The British high street has been under threat from online retailers for quite some time. A new survey conducted by Springboard has shown that the situation has been made substantially worse by Covid-19 and the national lockdown. The study has shown that in July 10.8% of UK shops were vacant. This is an increase from 9.8% in January 2020 and is the highest rate since 2014.
In March, Next CEO Simon Wolfson warned that the UK high street is facing a crisis “unprecedented in living memory”. Seven months on, it seems as though Simon’s words were predicting what was to come. Retailers were already under threat from online businesses and struggling with high business rates and taxation. Additional concerns surrounding Coronavirus restrictions and the national lockdown in March has meant that large chains such as Cath Kidson, Debenhams, Pret A Manger and M&Co have announced closures. Marks & Spencer, John Lewis and Boots are among household names also currently considering store closures.

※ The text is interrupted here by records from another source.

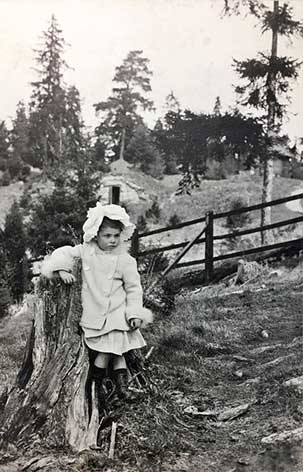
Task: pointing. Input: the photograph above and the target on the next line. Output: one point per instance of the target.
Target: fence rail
(210, 238)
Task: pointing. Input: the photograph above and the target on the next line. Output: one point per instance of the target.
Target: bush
(241, 219)
(6, 178)
(174, 220)
(14, 166)
(153, 212)
(57, 219)
(15, 249)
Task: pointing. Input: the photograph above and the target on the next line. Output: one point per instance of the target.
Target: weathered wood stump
(48, 399)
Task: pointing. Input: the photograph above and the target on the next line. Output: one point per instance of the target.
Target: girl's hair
(109, 223)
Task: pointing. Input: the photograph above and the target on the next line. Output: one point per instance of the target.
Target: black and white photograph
(151, 236)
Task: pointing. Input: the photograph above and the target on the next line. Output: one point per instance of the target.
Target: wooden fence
(209, 238)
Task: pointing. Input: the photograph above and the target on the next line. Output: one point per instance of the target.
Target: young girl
(111, 293)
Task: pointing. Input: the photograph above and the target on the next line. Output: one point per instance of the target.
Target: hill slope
(219, 349)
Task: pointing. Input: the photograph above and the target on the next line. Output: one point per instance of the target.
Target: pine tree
(15, 248)
(47, 104)
(4, 144)
(143, 153)
(120, 113)
(5, 296)
(266, 80)
(217, 107)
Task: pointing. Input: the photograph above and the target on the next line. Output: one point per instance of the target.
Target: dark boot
(99, 375)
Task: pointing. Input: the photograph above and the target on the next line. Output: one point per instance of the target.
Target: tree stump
(48, 400)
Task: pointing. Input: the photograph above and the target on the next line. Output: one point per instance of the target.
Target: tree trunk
(122, 145)
(48, 401)
(268, 166)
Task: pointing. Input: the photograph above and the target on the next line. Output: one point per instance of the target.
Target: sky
(189, 45)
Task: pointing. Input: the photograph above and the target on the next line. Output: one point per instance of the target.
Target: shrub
(153, 212)
(15, 248)
(57, 219)
(142, 224)
(14, 166)
(238, 220)
(215, 171)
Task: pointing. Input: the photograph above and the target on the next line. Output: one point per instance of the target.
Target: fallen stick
(149, 353)
(112, 440)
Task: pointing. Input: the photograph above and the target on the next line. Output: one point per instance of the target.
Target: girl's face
(108, 238)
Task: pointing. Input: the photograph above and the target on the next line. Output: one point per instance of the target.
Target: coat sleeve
(62, 258)
(133, 289)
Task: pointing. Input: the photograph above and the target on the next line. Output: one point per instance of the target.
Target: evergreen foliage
(15, 249)
(57, 219)
(5, 296)
(120, 113)
(143, 153)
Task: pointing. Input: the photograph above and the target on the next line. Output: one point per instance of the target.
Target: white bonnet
(95, 217)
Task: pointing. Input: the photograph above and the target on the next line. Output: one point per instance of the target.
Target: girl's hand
(67, 277)
(135, 323)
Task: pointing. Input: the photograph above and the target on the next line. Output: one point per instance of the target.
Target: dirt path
(212, 356)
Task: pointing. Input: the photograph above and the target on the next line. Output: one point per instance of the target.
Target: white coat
(111, 287)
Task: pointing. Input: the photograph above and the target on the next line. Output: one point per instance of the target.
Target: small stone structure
(119, 187)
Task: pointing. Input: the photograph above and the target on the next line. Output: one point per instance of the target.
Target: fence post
(209, 247)
(134, 245)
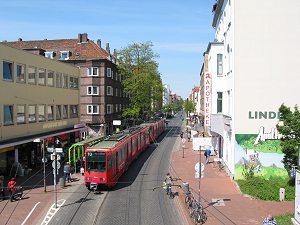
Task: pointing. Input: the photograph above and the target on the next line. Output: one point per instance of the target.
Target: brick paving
(215, 184)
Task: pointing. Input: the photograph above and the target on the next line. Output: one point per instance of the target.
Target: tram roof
(111, 141)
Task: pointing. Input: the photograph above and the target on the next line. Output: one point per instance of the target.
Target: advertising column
(207, 100)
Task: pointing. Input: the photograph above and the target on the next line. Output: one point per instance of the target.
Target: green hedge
(261, 188)
(284, 219)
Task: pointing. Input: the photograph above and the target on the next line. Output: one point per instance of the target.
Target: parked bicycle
(196, 209)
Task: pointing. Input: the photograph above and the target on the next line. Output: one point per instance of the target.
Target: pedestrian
(11, 186)
(269, 220)
(207, 154)
(67, 172)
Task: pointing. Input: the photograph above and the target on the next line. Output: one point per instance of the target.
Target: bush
(284, 219)
(263, 189)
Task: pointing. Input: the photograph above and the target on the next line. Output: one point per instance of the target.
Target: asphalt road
(132, 201)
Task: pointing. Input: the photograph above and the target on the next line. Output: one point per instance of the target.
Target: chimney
(99, 42)
(82, 38)
(107, 47)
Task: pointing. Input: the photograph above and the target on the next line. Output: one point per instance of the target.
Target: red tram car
(106, 161)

The story is the same for smaller businesses. A survey of UK small and medium businesses from McKinsey & Company found that one in four were concerned about defaulting on their business loans and 24% had doubts about being able to retain all of their staff. In addition to this, 80% reported that their revenue was declining. A stark contrast to 80% who reported revenue growth in 2019.
The latest figures show that customer footfall was down 30.8% in August compared to August 2019. In May 2020, one-fifth of all sales were made online. High street retailers have tried encouraging shoppers back by slashing prices. On average, prices for non-food items were down 3.2% in September.
Although the picture is bleak across the country, the situation appears to be worse in London and across city centres. The vacancy rate rose in 6 out of 10 areas across the UK, but in Greater London, the figures rose by two thirds between January and July 2020.
Helen Dickenson from the British Retail Consortium has warned that the government “will need to act fast” to avoid more closures and job losses, saying “unless businesses and government can successfully persuade office workers back into city and town centres, some high street retailers will be unable to afford their fixed costs”.